Originally published in The Independant
A Christian preacher who was held by police for 15 hours without water or food has won R230 000 (£13 000) in compensation for wrongful imprisonment.
John Craven was held by Greater Manchester police after two teenage boys claimed they were offended by his views of homosexuality after the preacher told them: “God hates sin, but he loves the sinner”. The Christian Institute, which funded the legal claim against Manchester police, said Mr Craven was approached by the boys and deliberately asked about his thoughts on same-sex relations.
The boys then kissed in front of him, acted out “obscene” sexual gestures and reported him to a police officer, according to the preacher. He was arrested under section 4A of the Public Order Act 1986, for using insulting words with the intention of causing “harassment, alarm or distress”. The 57-year-old was held for 19 hours at a city centre police station and, according to the pastor, denied food, water and his medication for rheumatoid arthritis for 15 hours.

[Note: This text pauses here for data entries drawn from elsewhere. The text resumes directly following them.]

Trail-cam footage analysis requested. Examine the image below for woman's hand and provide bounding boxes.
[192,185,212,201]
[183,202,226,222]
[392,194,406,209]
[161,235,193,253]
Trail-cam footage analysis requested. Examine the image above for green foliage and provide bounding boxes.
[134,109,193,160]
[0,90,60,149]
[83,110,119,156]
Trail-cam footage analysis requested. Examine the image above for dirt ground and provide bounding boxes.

The preacher said he was eventually given a bowl of cereal and microwave meal.
Mr Craven brought legal action against the police alleging wrongful arrest, false imprisonment and a breach of his human rights. He said the actions of the police left him feeling “nervous” and “distressed”.

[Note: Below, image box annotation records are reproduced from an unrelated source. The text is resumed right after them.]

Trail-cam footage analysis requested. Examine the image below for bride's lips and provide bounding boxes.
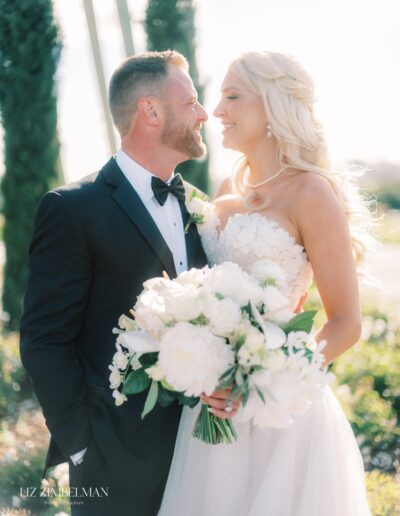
[222,122,236,133]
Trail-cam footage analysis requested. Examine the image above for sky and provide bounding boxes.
[0,0,400,189]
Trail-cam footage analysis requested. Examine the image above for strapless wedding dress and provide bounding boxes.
[159,213,371,516]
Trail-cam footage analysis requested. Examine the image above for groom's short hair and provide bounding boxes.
[108,50,189,136]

Greater Manchester Police has now agreed to pay a total of R885 000 (£50 000) in costs and compensation in an out-of-court settlement.
In a statement, Craven added: “I never intended to cause anyone harassment, alarm or distress. In fact, quite the opposite. I preach the Gospel which means good news and the love of God for all. It appears that the actions of the police were calculated to give me and other street preachers the impression that we could not preach the Gospel in public without breaking the law and if we did we would be arrested.”
Director Colin Hart, director of the Christian Institute, said: “Nobody should face 19 hours in custody for simply answering a question about their beliefs. “The disgraceful way in which Mr Craven was treated fell well below what the public deserve.
“In terms of the infringement of religious liberty, it was one of the worst cases we have ever dealt with.”